While this affliction most often begins by manifesting as memory impairment, other brain functions are subsequently affected. Gradually, daily tasks become increasingly difficult and adapting to new situations almost impossible for patients. Also, studies are multiplying to try to identify the disease as early as possible. According to work published in the medical journal Alzheimer’s and Dementiafrequent naps are a warning sign.
If studies had already done the link between excessive daily sleepiness and Alzheimer’s, here, scientists from UC San Francisco in the United States have succeeded in providing a new biological explanation for the phenomenon. According to them, Alzheimer would directly attack the regions of the brain responsible for awakening during the day. These areas would be among the first victims of cognitive decline caused by the disease. The researchers linked this damage to the Tau protein, providing new evidence that it contributes more directly to brain degeneration than the more regularly studied amyloid protein.
“The brain has no way to compensate”
For their study, the researchers precisely measured pathology, tau protein levels and the number of neurons in three brain regions involved in wakefulness in the brains of 13 deceased Alzheimer’s patients and seven healthy subjects. They were thus able to observe that the diseased brains presented a significant accumulation of Tau in the three cerebral centers promoting wakefulness in which they were interested: the locus coeruleus (LC), the lateral hypothalamic region (LHA) and the tuberomammillary nucleus (TMN). ). These regions had also lost 75% of their neurons.
“Our work shows definitive evidence that the areas of the brain that promote wakefulness degenerate due to the accumulation of Tau – and not of amyloid protein – from the earliest stages of the disease”, welcomes Lea T. Grinberg, who conducted the study.
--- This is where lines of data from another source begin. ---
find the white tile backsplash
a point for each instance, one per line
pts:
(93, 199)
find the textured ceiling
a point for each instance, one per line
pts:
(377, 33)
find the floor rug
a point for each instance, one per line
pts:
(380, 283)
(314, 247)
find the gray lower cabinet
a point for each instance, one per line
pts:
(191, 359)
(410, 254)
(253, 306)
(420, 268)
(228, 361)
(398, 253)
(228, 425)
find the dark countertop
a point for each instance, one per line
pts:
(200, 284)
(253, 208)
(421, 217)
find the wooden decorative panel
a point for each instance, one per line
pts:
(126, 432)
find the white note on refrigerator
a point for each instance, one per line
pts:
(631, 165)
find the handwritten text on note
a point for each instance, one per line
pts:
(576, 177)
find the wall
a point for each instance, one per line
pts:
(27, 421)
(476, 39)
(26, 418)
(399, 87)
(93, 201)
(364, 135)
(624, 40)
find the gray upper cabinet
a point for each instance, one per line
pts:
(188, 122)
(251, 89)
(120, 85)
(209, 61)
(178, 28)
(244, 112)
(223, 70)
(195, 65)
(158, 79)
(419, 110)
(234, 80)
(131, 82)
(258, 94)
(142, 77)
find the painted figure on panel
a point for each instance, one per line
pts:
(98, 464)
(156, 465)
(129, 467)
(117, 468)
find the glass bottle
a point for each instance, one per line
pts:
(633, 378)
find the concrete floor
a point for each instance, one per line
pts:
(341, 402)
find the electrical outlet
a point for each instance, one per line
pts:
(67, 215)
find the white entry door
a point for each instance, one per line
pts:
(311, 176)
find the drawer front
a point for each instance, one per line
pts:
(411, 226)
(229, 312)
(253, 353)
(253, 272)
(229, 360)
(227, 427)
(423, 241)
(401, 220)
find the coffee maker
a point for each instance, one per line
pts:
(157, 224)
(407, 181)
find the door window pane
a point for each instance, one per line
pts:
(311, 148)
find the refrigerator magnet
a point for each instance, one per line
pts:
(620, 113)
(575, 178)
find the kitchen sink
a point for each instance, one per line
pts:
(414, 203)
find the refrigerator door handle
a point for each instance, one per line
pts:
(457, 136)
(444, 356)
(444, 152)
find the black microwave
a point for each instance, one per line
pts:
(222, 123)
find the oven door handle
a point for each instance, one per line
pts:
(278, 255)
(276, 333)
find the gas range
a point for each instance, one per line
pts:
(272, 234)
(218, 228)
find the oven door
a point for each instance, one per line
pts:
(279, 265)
“It’s remarkable because it’s not just a single brain nucleus that degenerates, but the entire wakefulness-promoting network,” adds his colleague, Jun Oh, lead author of the paper. “That means the brain has no way to compensate because all of these functionally related cell types are destroyed at the same time.”
Understand why the awakening promotion network is so vulnerable
To draw comparisons, the researchers also studied brain samples from seven patients with progressive supranuclear palsy (PSP) and corticobasal disease (CBD), two distinct forms of neurodegenerative dementia caused by an accumulation of Tau. They thus realized that, despite similar levels of the protein, neurons promoting wakefulness were spared, unlike in people with Alzheimer’s disease.
“It seems that the wakefulness-promoting network is particularly vulnerable in Alzheimer’s disease,” says Oh. And to conclude: “We must now carry out more research in order to understand why”.
Today in France, nearly 3 million people are directly or indirectly affected by Alzheimer’s, according to the association France Alzheimer. Nearly 225,000 new cases are diagnosed each year and by 2020, France should have 1,275,000 patients, predicts the association.